Blog Archives

Pearls from artists* # 683

In the Bolivian Andes
In the Bolivian Andes

*an ongoing series of quotations – mostly from artists, to artists – that offers wisdom, inspiration, and advice for the sometimes lonely road we are on.

Clichéd subject matter can be a symptom of shallow understanding. Experiencing our subject matter firsthand helps us absorb complexities and discover surprising insights, leading to enriched outcomes. Envision a painting of a tree copied from a found internet photograph. Then, imagine the possibilities of a work executed by a person who loves to climb, sit under, caress, plant, and nurture trees, one who has observed their qualities through downpours, windstorms, and the Fall twilight filtered through leaf layers. They don’t just see, but feel these living, breathing giants straining to grow toward the sun, cooperatively respecting their neighbor’s space high in their crowns, and communicating with their community underground. Inspiration is not just gleaned through the eyes but through our entire bodies, intellect, and feelings.
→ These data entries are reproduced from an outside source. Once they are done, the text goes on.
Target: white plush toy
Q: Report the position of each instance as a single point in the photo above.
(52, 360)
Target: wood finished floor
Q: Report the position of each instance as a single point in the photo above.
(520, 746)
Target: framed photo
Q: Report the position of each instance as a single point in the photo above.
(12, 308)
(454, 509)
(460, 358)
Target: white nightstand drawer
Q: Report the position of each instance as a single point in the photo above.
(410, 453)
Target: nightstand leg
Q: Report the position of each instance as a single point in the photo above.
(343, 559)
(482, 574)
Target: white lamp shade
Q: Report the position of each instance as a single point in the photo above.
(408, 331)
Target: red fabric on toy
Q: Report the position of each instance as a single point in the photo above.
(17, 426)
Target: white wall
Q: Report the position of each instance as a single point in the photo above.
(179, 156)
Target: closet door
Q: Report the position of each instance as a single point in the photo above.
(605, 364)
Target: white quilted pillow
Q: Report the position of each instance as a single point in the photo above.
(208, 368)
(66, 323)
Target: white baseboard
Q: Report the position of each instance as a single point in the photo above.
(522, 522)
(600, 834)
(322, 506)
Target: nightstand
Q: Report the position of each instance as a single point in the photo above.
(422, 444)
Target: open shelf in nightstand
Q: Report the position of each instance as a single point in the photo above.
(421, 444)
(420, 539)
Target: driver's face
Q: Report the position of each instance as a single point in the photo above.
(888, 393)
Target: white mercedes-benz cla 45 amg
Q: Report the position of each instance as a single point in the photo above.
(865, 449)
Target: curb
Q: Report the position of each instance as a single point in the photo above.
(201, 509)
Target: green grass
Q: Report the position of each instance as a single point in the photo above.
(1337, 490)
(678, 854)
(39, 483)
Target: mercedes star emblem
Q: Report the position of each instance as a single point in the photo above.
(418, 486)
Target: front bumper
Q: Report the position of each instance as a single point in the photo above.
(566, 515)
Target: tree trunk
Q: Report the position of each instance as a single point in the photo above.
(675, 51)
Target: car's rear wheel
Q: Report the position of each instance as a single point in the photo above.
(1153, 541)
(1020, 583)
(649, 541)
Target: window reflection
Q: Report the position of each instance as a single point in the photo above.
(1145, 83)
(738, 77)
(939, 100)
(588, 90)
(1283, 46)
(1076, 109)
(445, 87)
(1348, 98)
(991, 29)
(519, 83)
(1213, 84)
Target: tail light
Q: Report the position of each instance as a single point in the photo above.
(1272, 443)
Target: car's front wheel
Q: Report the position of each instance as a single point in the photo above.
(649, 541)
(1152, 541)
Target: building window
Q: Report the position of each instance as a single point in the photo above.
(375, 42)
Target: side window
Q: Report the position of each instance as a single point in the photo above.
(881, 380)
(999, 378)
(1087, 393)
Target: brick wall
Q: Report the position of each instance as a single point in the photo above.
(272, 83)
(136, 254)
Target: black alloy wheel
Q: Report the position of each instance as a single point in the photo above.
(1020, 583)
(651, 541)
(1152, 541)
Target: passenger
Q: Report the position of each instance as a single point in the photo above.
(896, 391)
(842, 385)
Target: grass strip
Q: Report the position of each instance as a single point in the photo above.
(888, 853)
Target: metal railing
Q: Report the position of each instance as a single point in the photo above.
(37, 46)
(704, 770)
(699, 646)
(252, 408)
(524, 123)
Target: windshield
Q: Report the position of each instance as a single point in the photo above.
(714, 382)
Kate Kretz in Art From Your Core: A Holistic Guide to Visual Voice

Comments are welcome!

Pearls from artists* # 126

Self-portrait with "Blue Misterioso"

Self-portrait with “Blue Misterioso”

* an ongoing series of quotations – mostly from artists, to artists – that offers wisdom, inspiration, and advice for the sometimes lonely road we are on.

Photography is an elegiac art, a twilight art.  There is no subject the photographer might attempt that could not be touched with pathos.  All photogrpahs are memento mori.  To take a photograph is to participate in another person’s (or thing’s) mortality, vulnerability, mutability.  precisely by slicing out this moment and freezing it, all photographs testify to time’s relentless melt.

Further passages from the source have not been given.